My journey into this work has been shaped by both personal experience and professional practice. As a former educator, I have long believed that meaningful change happens when people understand their history, see themselves as agents of that history, and are supported to act collectively. Reparatory justice, for me, is not only about acknowledging the crimes of the past, but about transforming the conditions of the present and future through organised, intentional action.
Could you talk about the histories of St Lucia in the context of reparatory justice movements in the Caribbean?

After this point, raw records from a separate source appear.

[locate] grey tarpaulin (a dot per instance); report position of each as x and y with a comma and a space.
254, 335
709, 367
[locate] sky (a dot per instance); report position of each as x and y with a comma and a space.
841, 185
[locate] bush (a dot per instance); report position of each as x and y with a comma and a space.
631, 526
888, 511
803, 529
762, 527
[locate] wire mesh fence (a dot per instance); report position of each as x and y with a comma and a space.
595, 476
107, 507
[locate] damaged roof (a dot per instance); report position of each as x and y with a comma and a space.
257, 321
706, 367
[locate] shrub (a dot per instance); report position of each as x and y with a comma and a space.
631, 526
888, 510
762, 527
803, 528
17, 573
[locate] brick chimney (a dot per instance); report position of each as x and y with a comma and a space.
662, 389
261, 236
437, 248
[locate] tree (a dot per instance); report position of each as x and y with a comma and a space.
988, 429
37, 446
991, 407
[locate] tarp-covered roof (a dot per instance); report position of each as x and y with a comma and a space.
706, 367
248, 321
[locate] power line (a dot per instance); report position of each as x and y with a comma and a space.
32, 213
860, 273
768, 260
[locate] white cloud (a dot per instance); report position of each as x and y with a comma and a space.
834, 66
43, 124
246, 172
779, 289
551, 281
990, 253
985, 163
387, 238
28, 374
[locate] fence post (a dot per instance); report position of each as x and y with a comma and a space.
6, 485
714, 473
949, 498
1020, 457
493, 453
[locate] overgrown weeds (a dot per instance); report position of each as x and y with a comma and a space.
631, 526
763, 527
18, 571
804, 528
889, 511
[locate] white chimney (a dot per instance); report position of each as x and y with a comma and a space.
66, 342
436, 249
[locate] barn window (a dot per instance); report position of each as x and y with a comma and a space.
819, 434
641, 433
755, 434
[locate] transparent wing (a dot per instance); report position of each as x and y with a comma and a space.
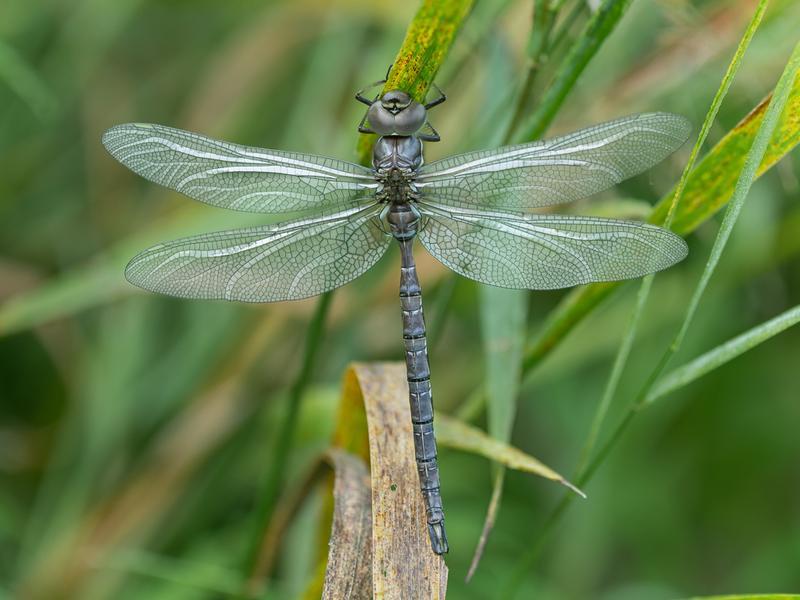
545, 251
554, 171
287, 261
238, 177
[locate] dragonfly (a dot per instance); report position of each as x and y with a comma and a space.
474, 212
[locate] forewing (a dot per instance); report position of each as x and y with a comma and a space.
545, 251
554, 171
238, 177
287, 261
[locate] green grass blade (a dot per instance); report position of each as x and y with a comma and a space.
452, 433
708, 188
749, 597
424, 49
597, 29
752, 161
623, 352
503, 317
747, 175
777, 106
279, 457
722, 354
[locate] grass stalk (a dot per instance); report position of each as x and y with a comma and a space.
276, 475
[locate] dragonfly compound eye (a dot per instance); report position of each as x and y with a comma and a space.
390, 118
409, 120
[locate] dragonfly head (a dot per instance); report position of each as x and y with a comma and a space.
396, 114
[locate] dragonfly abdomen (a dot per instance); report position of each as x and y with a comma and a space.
404, 221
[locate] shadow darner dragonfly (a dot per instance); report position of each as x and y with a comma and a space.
471, 211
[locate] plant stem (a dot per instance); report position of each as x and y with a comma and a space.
273, 485
597, 29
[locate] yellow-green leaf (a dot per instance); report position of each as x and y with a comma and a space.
709, 187
457, 434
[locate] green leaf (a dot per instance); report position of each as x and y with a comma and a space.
503, 316
749, 597
427, 42
708, 188
456, 434
621, 358
723, 354
586, 45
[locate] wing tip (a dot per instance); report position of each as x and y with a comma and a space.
112, 135
682, 126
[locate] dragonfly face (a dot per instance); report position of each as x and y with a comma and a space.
473, 212
396, 114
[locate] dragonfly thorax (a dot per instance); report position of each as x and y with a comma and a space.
403, 153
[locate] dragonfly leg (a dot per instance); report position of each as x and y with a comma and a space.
360, 93
420, 396
438, 100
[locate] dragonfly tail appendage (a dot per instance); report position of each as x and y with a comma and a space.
420, 396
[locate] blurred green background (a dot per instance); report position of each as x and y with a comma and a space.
135, 430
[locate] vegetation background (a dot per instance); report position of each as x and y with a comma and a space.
136, 431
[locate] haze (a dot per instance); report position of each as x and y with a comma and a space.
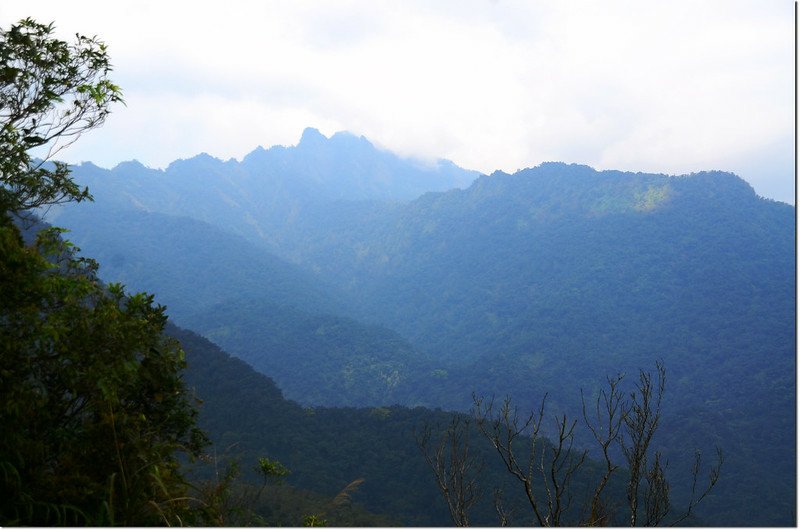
671, 87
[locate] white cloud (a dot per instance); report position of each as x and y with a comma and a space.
639, 85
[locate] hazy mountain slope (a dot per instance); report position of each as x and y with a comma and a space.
277, 317
539, 281
327, 448
264, 194
189, 264
551, 278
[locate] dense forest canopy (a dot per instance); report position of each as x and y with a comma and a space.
373, 291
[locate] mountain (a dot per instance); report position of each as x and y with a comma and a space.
269, 189
538, 282
281, 319
542, 281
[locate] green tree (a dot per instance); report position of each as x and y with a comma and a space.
51, 91
93, 410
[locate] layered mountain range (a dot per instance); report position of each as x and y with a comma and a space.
354, 277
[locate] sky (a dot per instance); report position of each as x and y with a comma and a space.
661, 86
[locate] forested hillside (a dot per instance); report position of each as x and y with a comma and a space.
557, 346
524, 284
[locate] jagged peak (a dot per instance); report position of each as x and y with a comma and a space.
311, 137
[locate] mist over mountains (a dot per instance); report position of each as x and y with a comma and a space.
353, 277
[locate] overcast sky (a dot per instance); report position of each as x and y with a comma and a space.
667, 86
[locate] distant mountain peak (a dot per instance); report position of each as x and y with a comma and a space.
311, 137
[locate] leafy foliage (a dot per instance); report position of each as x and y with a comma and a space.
50, 92
93, 409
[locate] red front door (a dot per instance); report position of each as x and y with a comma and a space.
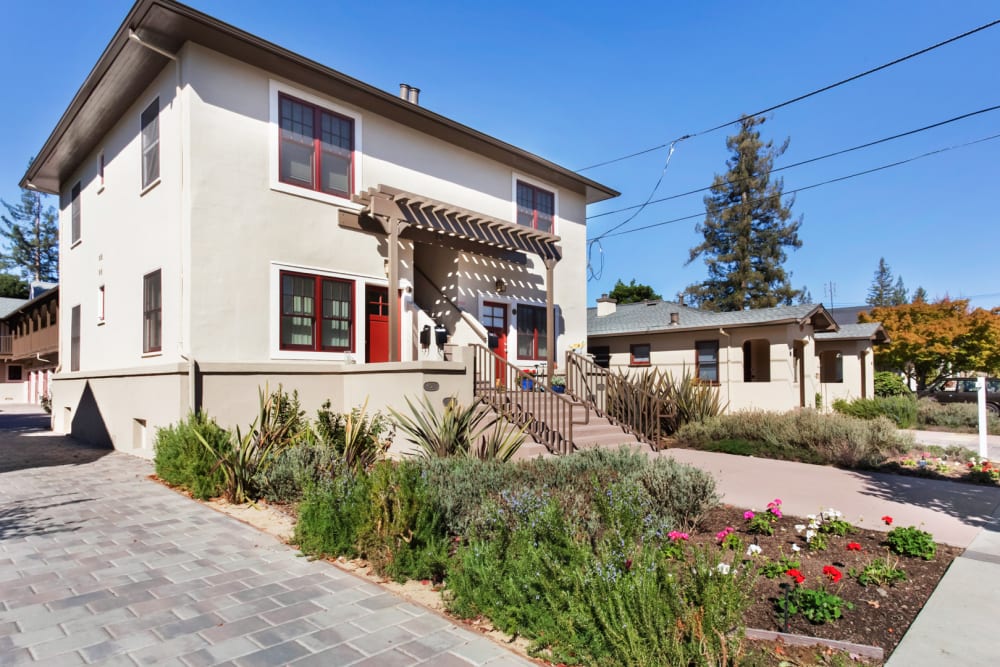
376, 324
494, 318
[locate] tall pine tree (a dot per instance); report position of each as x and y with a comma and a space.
747, 229
31, 231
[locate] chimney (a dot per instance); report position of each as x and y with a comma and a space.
606, 306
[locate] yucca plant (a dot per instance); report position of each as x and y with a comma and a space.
458, 430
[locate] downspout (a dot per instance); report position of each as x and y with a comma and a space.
193, 397
729, 351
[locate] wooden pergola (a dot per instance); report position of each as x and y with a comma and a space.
396, 212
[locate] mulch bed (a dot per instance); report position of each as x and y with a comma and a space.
881, 615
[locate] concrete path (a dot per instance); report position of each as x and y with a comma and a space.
99, 565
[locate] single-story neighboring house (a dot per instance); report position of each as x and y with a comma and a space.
769, 358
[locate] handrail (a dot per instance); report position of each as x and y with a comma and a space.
524, 400
615, 398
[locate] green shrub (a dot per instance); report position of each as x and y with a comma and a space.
963, 417
902, 410
888, 383
828, 438
181, 460
912, 542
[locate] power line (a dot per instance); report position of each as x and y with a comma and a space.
800, 97
810, 187
810, 160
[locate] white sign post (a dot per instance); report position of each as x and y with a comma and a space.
981, 387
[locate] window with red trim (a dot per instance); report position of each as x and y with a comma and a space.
531, 332
639, 353
316, 148
536, 208
317, 313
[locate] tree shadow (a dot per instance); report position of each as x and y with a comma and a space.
972, 504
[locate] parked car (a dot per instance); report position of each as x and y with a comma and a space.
964, 390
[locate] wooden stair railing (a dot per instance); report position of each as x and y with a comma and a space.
524, 400
613, 397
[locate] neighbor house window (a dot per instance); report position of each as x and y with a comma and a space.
316, 147
74, 207
536, 208
831, 366
74, 339
150, 123
757, 361
317, 313
639, 354
707, 360
531, 332
152, 312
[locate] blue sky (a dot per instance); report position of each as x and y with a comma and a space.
583, 82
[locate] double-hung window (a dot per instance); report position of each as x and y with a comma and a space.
316, 147
536, 208
317, 313
531, 332
152, 312
707, 360
150, 124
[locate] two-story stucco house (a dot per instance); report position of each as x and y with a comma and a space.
768, 358
233, 214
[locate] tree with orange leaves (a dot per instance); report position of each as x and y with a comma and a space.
929, 340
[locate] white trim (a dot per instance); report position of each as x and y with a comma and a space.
274, 308
548, 187
274, 88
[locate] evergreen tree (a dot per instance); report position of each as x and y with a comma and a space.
746, 230
633, 293
31, 230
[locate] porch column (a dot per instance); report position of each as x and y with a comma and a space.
550, 320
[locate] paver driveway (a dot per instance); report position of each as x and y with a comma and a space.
100, 565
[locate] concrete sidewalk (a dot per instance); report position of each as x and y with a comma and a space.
958, 622
99, 565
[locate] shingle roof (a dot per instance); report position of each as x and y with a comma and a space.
655, 316
868, 331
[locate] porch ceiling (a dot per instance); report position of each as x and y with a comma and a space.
432, 215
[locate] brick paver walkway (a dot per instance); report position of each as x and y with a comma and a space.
99, 565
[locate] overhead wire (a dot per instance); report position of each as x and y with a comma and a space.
803, 162
814, 185
804, 96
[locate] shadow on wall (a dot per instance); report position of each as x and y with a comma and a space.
88, 423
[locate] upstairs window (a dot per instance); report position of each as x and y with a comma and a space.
317, 313
150, 124
531, 332
536, 208
316, 148
74, 207
152, 313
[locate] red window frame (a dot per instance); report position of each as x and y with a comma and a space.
631, 350
537, 333
534, 202
317, 316
317, 147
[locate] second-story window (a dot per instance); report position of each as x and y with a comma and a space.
150, 122
316, 148
536, 208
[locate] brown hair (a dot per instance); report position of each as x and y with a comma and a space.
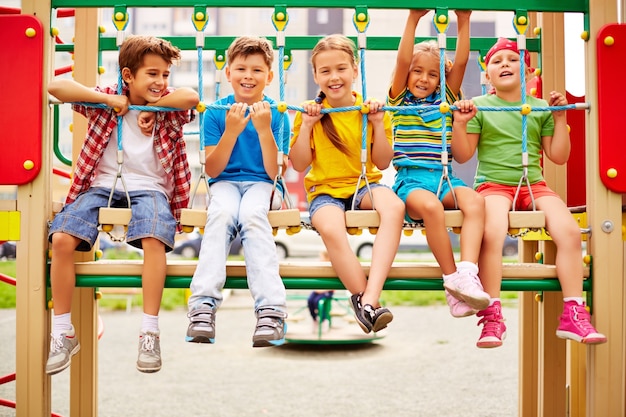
134, 48
245, 46
341, 43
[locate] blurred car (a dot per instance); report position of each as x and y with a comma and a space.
308, 243
190, 248
7, 250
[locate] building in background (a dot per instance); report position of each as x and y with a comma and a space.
299, 84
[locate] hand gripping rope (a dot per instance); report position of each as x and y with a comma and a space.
441, 22
109, 216
279, 217
356, 219
535, 219
191, 218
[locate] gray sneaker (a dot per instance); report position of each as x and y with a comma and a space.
201, 325
62, 349
270, 328
149, 359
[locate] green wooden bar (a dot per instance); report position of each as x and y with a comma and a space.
374, 43
493, 5
311, 283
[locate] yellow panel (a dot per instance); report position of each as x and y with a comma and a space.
9, 225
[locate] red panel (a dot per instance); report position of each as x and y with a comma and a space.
21, 84
576, 185
611, 115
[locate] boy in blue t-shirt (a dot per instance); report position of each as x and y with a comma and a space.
241, 154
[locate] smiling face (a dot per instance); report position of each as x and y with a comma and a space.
334, 71
249, 75
423, 77
149, 81
503, 70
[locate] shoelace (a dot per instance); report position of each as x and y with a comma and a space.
148, 342
56, 344
581, 318
491, 327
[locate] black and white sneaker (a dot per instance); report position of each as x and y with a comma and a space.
364, 314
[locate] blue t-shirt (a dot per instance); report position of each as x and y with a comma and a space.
246, 160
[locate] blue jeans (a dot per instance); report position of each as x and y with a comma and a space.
238, 207
151, 217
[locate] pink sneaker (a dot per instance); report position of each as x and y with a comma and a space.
466, 286
458, 308
575, 324
494, 330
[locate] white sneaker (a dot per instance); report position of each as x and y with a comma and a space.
62, 349
459, 308
465, 286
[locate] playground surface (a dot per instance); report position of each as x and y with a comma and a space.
426, 365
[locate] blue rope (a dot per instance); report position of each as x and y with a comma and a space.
200, 90
442, 87
364, 92
523, 87
281, 80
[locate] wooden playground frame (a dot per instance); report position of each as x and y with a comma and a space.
590, 382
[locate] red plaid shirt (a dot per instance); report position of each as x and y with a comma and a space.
168, 142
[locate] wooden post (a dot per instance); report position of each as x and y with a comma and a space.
84, 369
34, 202
606, 383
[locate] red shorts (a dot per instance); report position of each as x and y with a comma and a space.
524, 201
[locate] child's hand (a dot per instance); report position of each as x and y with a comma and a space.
463, 14
312, 113
418, 13
145, 121
236, 118
261, 115
375, 114
557, 99
118, 103
466, 110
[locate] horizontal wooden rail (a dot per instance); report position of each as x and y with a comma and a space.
315, 275
489, 5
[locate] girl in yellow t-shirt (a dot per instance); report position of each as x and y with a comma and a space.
330, 144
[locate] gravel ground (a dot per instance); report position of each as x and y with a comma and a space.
425, 365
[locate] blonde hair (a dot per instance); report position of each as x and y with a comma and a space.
340, 43
245, 46
431, 48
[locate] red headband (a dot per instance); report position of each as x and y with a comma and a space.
504, 43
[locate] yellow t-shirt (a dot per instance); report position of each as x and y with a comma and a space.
333, 172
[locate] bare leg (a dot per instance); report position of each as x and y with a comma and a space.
153, 275
330, 222
565, 233
496, 227
62, 271
422, 204
391, 212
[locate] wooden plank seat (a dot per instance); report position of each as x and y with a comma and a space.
315, 275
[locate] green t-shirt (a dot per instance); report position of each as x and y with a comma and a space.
500, 144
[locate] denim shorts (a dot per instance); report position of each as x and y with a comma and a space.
151, 217
411, 179
343, 203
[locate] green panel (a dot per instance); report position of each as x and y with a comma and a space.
374, 43
495, 5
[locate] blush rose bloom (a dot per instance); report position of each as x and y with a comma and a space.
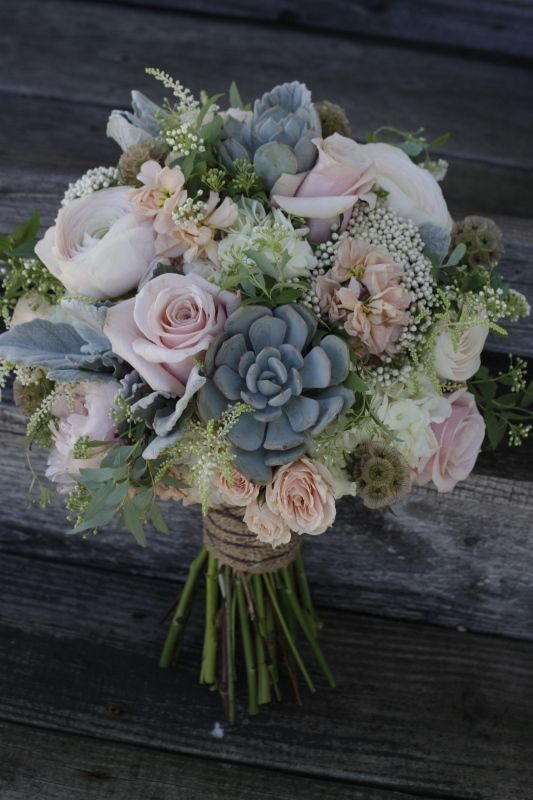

Saint Lucia holds a particularly important place within movements for reparatory justice. Like many Caribbean nations, our history is deeply marked by enslavement, land dispossession, and colonial extraction. The legacies of these systems are still visible today in patterns of land ownership, food insecurity, economic dependency, and limited access to opportunity for many of our people. These realities are not accidents of development; they are the unfinished business of colonialism.
At the same time, Saint Lucia has always been a site of resistance, resilience, and refusal. As was powerfully articulated by Mr. Earl Bousquet at the Meet the Organiser launch, Saint Lucia has “a brave and long history” of struggle against colonialism, one that must be understood from the standpoint of the hunted, and not the hunter. A defining example of this resistance is the June 19th, 1795 revolution in Soufrière, led by Flor Gaya, in which formerly enslaved Africans and maroons rose up against British colonial rule. This rebellion was not an isolated moment, but part of a broader tradition of organised resistance, land defence, and collective refusal that has shaped Saint Lucia’s political and cultural consciousness. Remembering figures like Flor Gaya grounds reparatory justice in lived history, reminding us that our people have always resisted oppression and asserted their right to freedom, dignity, and self-determination.
What are you looking forward to in this ongoing regional movement?
What gives me hope in this moment is the growing regional clarity and confidence around reparatory justice. Across the Caribbean, we are seeing stronger coordination, deeper public education, and more intentional organising that centres youth, culture, and community leadership. In Saint Lucia, there is a real opportunity to build public pressure that encourages our government to take a firmer, more visible stance in calling for accountability from former colonial powers, including the United Kingdom.
I am particularly looking forward to how regional movements continue to link reparatory justice to concrete issues such as land access, food sovereignty, education, and youth development. These connections help people understand that reparations are not abstract or symbolic, they are about repairing harm in ways that materially improve people’s lives.
The ongoing regional movement for reparatory justice is, at its core, about collective care, accountability, and possibility. I am honoured to be part of this work in Saint Lucia, and excited about what we can continue to build together across the Caribbean.